The 10-year Treasury yield was trading more than 3 basis points higher at 3.543%. The yield on the 2-year Treasury added more than 7 basis points at 4.078%.

Yields and prices move in opposite directions and one basis point is equivalent to 0.01%.


Investors awaited clues out of Washington on a deal to raise the debt ceiling before June 1. It's the earliest date the Treasury Department has said the U.S. could default on its debt obligations.

April retail sales rose 0.4% last month, lower than the 0.8% increase anticipated by economists polled by Dow Jones.

They also assessed comments from Fed officials and economic data as they weighed what could be next for interest rate policy and whether the U.S. economy is likely to contract.
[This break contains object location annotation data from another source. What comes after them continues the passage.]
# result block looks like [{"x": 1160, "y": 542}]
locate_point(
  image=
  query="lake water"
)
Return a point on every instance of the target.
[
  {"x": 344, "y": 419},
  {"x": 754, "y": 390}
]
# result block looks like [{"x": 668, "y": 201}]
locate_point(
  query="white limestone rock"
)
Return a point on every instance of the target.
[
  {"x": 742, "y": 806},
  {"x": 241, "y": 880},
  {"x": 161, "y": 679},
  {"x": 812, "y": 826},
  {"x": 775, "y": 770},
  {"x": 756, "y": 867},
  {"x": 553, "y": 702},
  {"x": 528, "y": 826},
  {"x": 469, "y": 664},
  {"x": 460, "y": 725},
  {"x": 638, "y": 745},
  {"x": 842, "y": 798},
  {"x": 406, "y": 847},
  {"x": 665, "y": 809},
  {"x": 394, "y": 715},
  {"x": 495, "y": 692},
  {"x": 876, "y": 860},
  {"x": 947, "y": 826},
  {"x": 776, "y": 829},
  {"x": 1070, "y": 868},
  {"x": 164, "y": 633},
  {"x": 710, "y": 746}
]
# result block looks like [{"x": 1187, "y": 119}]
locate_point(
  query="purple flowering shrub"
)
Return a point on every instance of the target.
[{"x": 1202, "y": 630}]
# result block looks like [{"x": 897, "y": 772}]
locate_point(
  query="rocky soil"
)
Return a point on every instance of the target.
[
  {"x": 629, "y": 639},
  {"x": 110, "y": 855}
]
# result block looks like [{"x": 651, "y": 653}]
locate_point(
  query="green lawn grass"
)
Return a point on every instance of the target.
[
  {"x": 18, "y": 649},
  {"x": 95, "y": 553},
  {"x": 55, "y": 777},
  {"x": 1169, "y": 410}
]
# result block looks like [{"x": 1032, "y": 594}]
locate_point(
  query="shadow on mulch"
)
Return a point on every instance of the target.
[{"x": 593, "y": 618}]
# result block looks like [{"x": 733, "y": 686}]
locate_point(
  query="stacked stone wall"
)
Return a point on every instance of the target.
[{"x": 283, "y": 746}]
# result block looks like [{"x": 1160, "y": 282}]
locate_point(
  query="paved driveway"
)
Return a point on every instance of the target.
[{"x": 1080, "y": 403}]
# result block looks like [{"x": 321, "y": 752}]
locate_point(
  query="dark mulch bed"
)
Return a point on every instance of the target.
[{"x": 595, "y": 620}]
Bostic told CNBC's "Squawk Box" on Monday that he does not believe inflation will decline quickly and rate cuts are therefore unlikely to be announced this year, regardless of a looming recession. He also noted that rates may even go higher still.

Minneapolis Fed President Neel Kashkari also called for caution in remarks at the Minnesota Transportation Conference and Expo, suggesting that the Fed's fight against inflation was not yet over.

Meanwhile, Chicago Fed President Austan Goolsbee told CNBC that the impact of the rate hikes announced so far has not yet fully filtered through into the economy, urging a careful approach to policy decisions.